Seit einem Jahr aber, seit die AfD mehr als ein Viertel der Kreistagsmandate, 248 von insgesamt 942 Sitzen, innehat und in manchen Kommunalparlamenten ihre Präsenz verdoppelte, wird die Schlagzahl höher. Sei es, dass die AfD als Mehrheitsbeschaffer dient oder ein AfD-Antrag mehrheitlich beschlossen wird.
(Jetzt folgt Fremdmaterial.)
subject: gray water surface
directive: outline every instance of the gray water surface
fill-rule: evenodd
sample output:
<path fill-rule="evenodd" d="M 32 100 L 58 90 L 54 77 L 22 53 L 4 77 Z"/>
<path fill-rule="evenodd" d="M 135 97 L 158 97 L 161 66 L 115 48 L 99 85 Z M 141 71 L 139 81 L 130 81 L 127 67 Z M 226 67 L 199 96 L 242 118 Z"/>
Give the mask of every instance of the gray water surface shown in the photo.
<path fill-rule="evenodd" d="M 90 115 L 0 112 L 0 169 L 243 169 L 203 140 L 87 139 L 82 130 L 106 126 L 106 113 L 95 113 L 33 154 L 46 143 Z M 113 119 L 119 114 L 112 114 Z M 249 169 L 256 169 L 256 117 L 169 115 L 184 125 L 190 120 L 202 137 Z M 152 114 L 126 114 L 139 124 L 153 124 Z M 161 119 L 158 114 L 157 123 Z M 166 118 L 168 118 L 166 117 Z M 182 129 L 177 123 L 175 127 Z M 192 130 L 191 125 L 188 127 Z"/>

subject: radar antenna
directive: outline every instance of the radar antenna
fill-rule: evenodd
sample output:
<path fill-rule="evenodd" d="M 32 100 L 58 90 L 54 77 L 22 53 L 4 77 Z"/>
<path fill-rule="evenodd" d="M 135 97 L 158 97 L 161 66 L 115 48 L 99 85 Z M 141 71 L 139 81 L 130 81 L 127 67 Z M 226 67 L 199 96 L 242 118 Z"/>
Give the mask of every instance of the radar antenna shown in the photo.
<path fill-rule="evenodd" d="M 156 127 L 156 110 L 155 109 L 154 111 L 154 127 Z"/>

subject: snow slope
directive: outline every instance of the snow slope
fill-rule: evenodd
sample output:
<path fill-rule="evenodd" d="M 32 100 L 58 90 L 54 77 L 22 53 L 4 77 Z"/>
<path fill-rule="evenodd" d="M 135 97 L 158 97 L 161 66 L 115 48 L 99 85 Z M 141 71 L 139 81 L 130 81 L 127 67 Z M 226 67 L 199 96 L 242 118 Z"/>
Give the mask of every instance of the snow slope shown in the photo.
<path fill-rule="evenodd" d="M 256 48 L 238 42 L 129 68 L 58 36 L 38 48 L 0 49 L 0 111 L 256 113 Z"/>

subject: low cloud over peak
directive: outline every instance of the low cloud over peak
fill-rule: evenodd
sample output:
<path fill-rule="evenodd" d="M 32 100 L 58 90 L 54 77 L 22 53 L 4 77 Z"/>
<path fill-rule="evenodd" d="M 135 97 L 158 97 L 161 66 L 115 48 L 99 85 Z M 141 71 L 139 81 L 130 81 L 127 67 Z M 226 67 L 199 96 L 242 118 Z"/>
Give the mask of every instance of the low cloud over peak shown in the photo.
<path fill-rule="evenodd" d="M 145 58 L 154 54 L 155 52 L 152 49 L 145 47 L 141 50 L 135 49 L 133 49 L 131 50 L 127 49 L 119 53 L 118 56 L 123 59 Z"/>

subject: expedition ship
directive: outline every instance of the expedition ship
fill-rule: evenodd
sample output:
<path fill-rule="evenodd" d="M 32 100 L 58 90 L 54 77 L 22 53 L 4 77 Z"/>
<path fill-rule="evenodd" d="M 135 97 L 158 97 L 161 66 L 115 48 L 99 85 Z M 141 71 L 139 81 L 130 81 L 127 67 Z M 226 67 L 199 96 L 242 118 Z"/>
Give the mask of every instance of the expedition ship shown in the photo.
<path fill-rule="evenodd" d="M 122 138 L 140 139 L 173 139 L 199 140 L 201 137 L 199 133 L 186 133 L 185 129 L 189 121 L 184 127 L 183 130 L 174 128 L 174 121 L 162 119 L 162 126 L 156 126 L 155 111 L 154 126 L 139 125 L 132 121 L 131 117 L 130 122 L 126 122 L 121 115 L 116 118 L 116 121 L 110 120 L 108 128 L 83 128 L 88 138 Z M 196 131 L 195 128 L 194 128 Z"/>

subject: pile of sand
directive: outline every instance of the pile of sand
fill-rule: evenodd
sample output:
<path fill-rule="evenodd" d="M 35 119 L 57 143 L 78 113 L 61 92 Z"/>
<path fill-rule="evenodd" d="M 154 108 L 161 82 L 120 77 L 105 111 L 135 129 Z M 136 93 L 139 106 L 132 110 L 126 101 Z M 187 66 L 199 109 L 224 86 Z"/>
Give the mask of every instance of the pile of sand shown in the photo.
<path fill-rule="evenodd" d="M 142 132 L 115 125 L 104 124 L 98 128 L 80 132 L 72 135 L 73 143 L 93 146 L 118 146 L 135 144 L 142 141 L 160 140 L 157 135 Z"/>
Einen Kreistagsvorsitz errang die AfD in keinem der elf Kreistage, in denen sie einen Kandidaten aufgestellt hatte. "Bei den konstituierenden Sitzungen hat sie gehalten, aber es gibt ordentlich Druck auf der Brandmauer", sagt Christoph Schulze, Rechtsextremismusforscher am Moses-Mendelssohn-Zentrum in Potsdam. Er definiert den Begriff Brandmauer als "das Bemühen der demokratischen Akteure, nicht auf die Unterstützung der AfD angewiesen zu sein." In den konstituierenden Sitzungen beobachtete er "die prinzipielle Bereitschaft von Nicht-AfD-Mitgliedern, für AfD-Kandidaten zu stimmen". Dies deutet darauf hin, dass sich "Normalisierungstendenzen verstärken könnten", sagt Schulze.
In einem Gastbeitrag für die rechtsextreme Zeitschrift "Sezession" schrieben AfD-Landeschef René Springer und Landtagsfraktionschef Hans-Christoph Berndt 2022: "In den Kommunen sind die Mauern für die AfD am niedrigsten. (...) Hier geht es um Sachfragen, hier hat die Politik das Gesicht des Nachbarn. Hier ist als Fundamentalopposition nichts, aber als Volkspartei viel zu gewinnen."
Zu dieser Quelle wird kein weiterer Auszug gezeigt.